Technology and retail stocks were among the better- performing sectors on Tuesday, as investors found value in stocks that fell in the pullback following the earthquake. The S&P Information Technology index <.GSPT> had lost as much as 4 percent in the aftermath of the disaster in Japan, while the S&P Retail index <.RLX> dropped as much as 2.1 percent.

The S&P Information Technology Index was up 0.5 percent on Tuesday and the S&P Retail Index was up 1.1 percent.

A lot of stocks got taken down sharply as a result of what was going on in Japan, and very unfairly, particularly in the technology space -- and you are seeing technology and retail kind of lead the charge higher. said Peter Kenny, managing director at Knight Equity Markets in Jersey City, New Jersey.

Home Depot Inc , up 2.7 percent at $37.63, was among the Dow's best performers after the home improvement retailer said it would buy back $1 billion of outstanding shares through an accelerated program.

The Dow Jones industrial average <.DJI> gained 60.55 points, or 0.50 percent, to 12,258,43. The Standard & Poor's 500 Index <.SPX> rose 5.15 points, or 0.39 percent, to 1,315.34. The Nasdaq Composite Index <.IXIC> climbed 19.30 points, or 0.71 percent, to 2,749.98.

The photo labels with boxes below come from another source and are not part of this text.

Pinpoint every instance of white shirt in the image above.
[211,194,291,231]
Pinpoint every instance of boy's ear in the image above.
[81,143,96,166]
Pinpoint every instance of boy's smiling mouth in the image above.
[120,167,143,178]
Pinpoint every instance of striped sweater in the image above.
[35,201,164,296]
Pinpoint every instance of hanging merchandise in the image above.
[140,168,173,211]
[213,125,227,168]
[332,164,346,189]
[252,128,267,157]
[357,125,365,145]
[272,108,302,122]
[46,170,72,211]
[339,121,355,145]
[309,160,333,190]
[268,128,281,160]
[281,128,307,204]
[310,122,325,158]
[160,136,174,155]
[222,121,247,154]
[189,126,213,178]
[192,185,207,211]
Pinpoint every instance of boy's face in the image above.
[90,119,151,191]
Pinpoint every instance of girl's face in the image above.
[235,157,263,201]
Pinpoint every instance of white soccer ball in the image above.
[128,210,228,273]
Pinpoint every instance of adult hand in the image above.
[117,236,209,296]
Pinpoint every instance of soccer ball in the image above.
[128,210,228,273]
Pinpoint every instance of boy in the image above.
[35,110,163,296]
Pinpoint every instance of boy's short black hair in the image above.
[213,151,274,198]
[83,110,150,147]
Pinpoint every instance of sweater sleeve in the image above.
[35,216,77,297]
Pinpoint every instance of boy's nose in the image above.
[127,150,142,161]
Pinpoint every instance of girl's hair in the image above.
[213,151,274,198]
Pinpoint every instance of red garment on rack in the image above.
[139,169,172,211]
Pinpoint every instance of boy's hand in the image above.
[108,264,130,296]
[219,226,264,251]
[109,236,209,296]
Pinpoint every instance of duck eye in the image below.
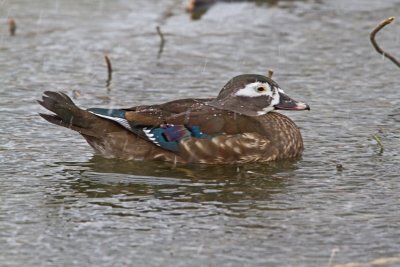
[256,86,267,93]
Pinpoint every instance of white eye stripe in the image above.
[235,82,272,97]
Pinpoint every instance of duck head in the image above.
[210,74,310,116]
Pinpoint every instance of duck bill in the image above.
[274,93,310,110]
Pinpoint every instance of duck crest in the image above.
[38,74,309,164]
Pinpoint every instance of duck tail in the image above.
[38,91,107,137]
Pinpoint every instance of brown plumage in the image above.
[39,74,309,164]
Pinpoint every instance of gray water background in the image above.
[0,0,400,266]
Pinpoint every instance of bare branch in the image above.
[104,55,112,88]
[156,26,165,58]
[267,69,274,79]
[369,17,400,68]
[8,18,17,36]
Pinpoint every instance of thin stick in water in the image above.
[104,55,112,87]
[8,18,17,36]
[369,17,400,68]
[156,26,165,58]
[267,69,274,79]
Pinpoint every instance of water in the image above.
[0,0,400,266]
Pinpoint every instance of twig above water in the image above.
[156,26,165,58]
[8,18,17,36]
[369,17,400,68]
[104,55,112,88]
[267,69,274,79]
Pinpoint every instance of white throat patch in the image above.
[235,82,272,97]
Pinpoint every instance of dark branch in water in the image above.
[104,55,112,88]
[156,26,165,58]
[267,69,274,79]
[8,18,17,36]
[369,17,400,68]
[372,134,385,154]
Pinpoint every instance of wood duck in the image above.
[38,74,310,164]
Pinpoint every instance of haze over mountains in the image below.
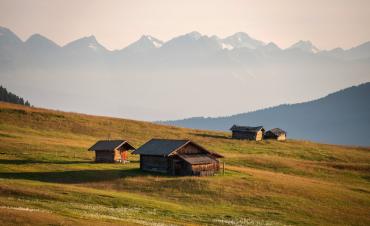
[0,28,370,120]
[161,83,370,146]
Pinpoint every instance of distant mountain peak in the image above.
[185,31,202,40]
[222,32,265,49]
[0,27,22,45]
[25,34,60,51]
[139,35,163,48]
[289,40,320,53]
[64,35,106,52]
[122,35,163,53]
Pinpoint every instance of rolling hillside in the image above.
[0,103,370,225]
[161,83,370,146]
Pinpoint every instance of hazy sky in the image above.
[0,0,370,49]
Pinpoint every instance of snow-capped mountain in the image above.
[222,32,265,49]
[0,28,370,123]
[63,35,108,53]
[289,40,320,53]
[25,34,61,52]
[121,35,163,53]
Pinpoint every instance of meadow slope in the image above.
[0,103,370,225]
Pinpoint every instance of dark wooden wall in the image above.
[232,131,263,140]
[95,151,114,162]
[140,155,168,173]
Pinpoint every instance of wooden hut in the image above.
[133,139,223,176]
[263,128,286,140]
[230,125,265,141]
[89,140,135,163]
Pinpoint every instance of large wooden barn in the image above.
[264,128,286,140]
[133,139,223,176]
[230,125,265,141]
[89,140,135,163]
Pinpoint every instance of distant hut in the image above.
[133,139,223,176]
[230,125,265,141]
[89,140,135,163]
[264,128,286,140]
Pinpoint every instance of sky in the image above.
[0,0,370,50]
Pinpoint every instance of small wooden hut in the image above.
[133,139,223,176]
[230,125,265,141]
[263,128,286,140]
[89,140,135,163]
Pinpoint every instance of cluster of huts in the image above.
[88,125,286,176]
[230,125,287,141]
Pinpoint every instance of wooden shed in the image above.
[89,140,135,163]
[230,125,265,141]
[133,139,223,176]
[263,128,286,140]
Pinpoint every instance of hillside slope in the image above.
[0,103,370,225]
[161,83,370,146]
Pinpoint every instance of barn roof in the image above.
[178,155,217,165]
[267,128,286,136]
[230,125,265,133]
[89,140,135,151]
[132,139,223,158]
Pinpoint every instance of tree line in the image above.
[0,86,31,106]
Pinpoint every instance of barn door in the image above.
[121,151,128,162]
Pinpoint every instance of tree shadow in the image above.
[0,159,93,165]
[190,133,230,139]
[0,168,163,184]
[0,159,139,165]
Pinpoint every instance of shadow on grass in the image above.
[0,169,161,184]
[0,159,139,165]
[190,133,230,139]
[0,159,93,165]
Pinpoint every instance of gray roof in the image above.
[89,140,135,151]
[178,155,217,165]
[267,128,286,136]
[230,125,265,133]
[132,139,191,156]
[132,139,224,158]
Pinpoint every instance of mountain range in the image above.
[160,83,370,146]
[0,27,370,120]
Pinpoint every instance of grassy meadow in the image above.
[0,103,370,225]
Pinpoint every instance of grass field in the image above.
[0,103,370,225]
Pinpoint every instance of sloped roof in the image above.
[132,139,223,158]
[89,140,135,151]
[132,139,190,156]
[267,128,286,136]
[178,155,217,165]
[230,125,264,133]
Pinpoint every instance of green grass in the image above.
[0,103,370,225]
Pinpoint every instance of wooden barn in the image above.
[89,140,135,163]
[263,128,286,140]
[230,125,265,141]
[133,139,223,176]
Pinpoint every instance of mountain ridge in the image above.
[158,82,370,146]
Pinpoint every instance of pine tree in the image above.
[0,86,31,106]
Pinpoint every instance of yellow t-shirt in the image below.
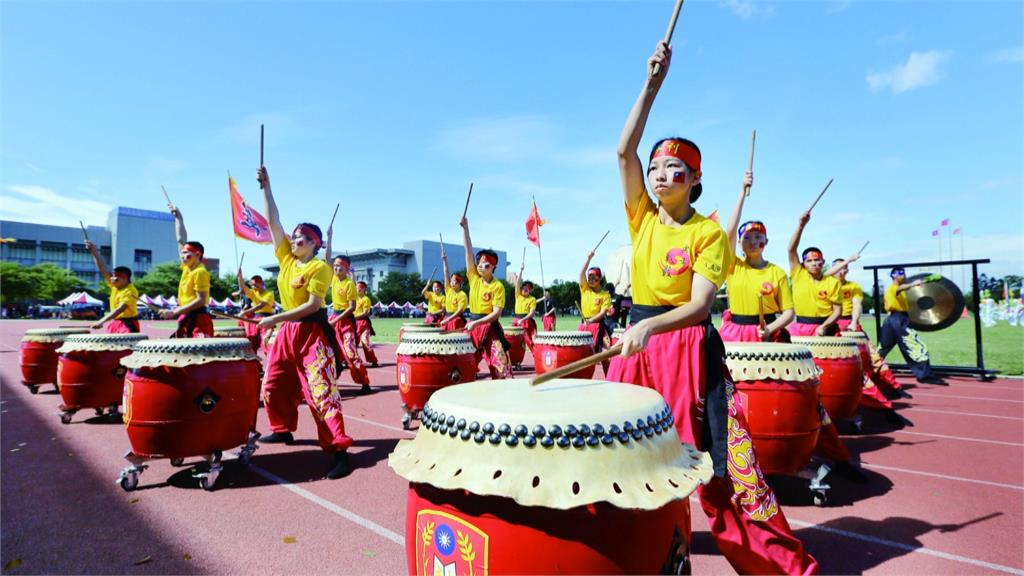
[725,258,793,316]
[355,296,374,316]
[515,294,537,316]
[274,238,334,311]
[423,291,444,315]
[246,288,274,314]
[331,275,359,312]
[466,269,505,315]
[886,283,910,312]
[839,282,864,316]
[444,288,469,314]
[790,264,843,318]
[622,194,733,305]
[178,263,210,306]
[580,284,611,318]
[106,280,138,320]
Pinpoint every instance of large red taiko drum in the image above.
[793,336,864,420]
[121,338,260,458]
[502,326,526,366]
[395,332,476,429]
[18,328,89,394]
[725,342,820,475]
[388,377,713,575]
[57,333,148,424]
[534,332,596,378]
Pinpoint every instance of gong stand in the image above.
[864,258,995,381]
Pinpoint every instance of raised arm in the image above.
[256,166,288,247]
[618,40,672,208]
[786,212,811,270]
[725,168,754,243]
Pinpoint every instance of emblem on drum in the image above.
[416,510,489,576]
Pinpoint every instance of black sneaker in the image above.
[327,452,352,480]
[259,433,295,446]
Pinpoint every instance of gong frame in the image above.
[864,258,996,381]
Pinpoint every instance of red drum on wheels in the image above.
[534,332,596,378]
[395,332,476,429]
[18,328,89,394]
[389,377,713,575]
[793,336,864,420]
[725,342,820,475]
[57,333,148,424]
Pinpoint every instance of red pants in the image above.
[334,318,368,384]
[469,324,512,380]
[355,318,377,364]
[263,322,352,452]
[608,326,818,574]
[542,315,555,332]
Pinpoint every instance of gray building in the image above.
[0,206,178,283]
[262,240,508,292]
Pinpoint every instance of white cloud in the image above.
[992,46,1024,64]
[719,0,775,20]
[867,50,950,94]
[0,186,111,227]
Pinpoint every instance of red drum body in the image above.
[725,342,820,475]
[793,336,864,420]
[123,338,260,458]
[18,328,89,385]
[534,332,597,378]
[406,483,690,575]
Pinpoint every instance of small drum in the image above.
[57,334,148,424]
[19,328,89,394]
[839,330,872,374]
[534,332,596,378]
[395,332,476,429]
[502,326,526,366]
[121,338,260,490]
[725,342,821,475]
[793,336,864,420]
[388,377,713,575]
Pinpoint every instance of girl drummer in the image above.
[459,216,512,380]
[608,42,817,574]
[85,240,139,334]
[160,204,213,338]
[257,166,352,479]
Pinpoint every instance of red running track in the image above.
[0,321,1024,575]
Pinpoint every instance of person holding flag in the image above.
[160,203,213,338]
[257,166,352,479]
[85,239,140,334]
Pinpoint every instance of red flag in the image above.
[526,202,548,247]
[227,176,272,244]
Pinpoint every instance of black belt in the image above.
[729,314,778,326]
[630,304,729,478]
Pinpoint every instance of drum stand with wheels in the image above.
[117,430,260,492]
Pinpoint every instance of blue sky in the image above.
[0,0,1024,291]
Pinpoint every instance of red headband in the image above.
[295,224,324,248]
[650,139,700,172]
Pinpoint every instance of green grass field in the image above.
[132,316,1024,376]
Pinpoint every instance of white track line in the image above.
[249,464,406,546]
[860,462,1024,491]
[905,406,1024,421]
[891,430,1024,448]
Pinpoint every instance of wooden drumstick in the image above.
[807,178,833,212]
[651,0,683,77]
[746,128,758,196]
[529,344,623,386]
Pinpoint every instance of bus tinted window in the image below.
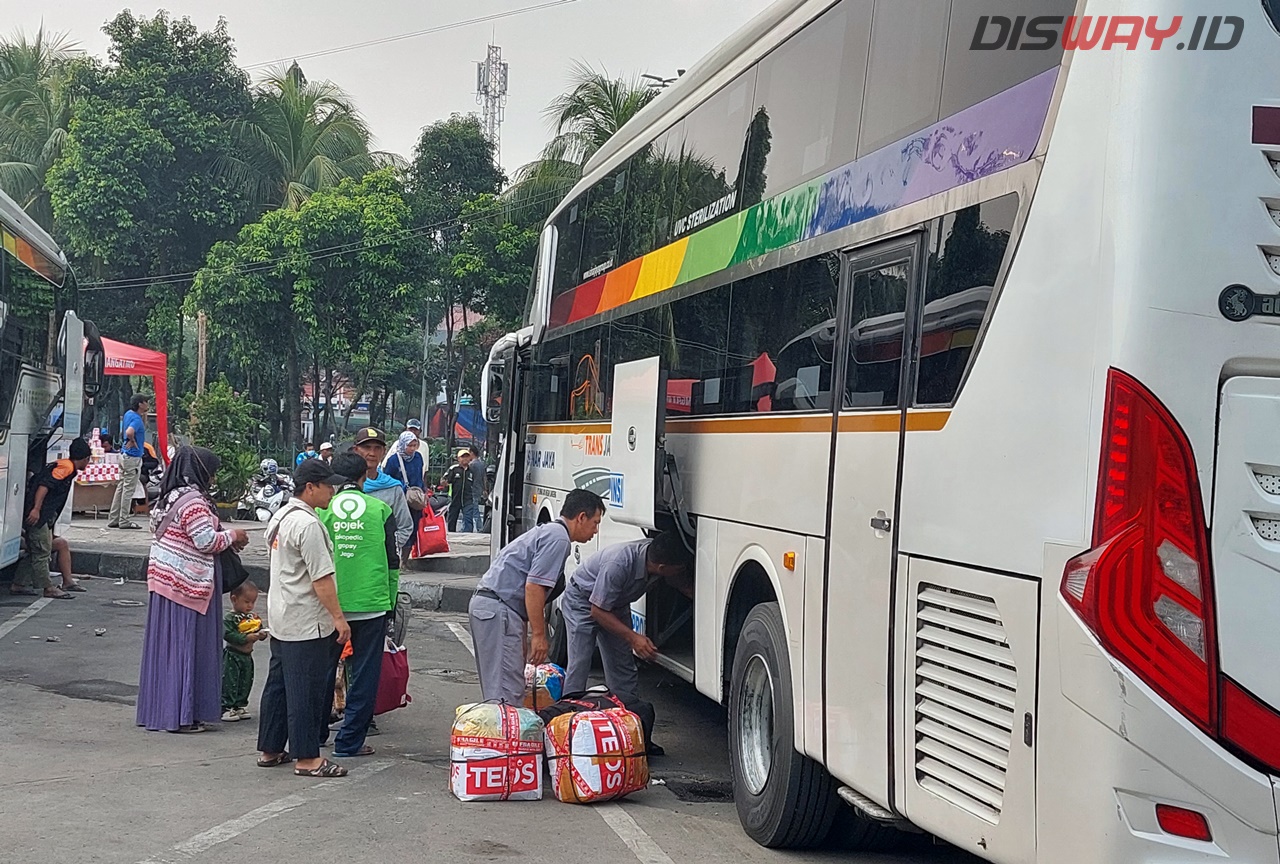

Amazon.com Inc rose 2.7 percent to $173.88 after it introduced a service offering remote access to music, ahead of rivals Apple Inc and Google Inc .

Cisco Systems gained 1.1 percent to $17.32 after it said it plans to buy software company newScale Inc for an undisclosed amount to boost its cloud computing services.

Investors shrugged off economic data that showed U.S. consumer confidence fell in March as households worried about inflation, while home prices dropped for the seventh straight month in January.

On the downside, Apollo Group fell 7.2 percent to $39.30 after the education company said new enrollment fell 45 percent in second quarter.

Lennar Corp , the third-largest U.S. homebuilder, fell 2 percent to $19.36 after swinging to a first-quarter profit, but reporting a drop in revenue.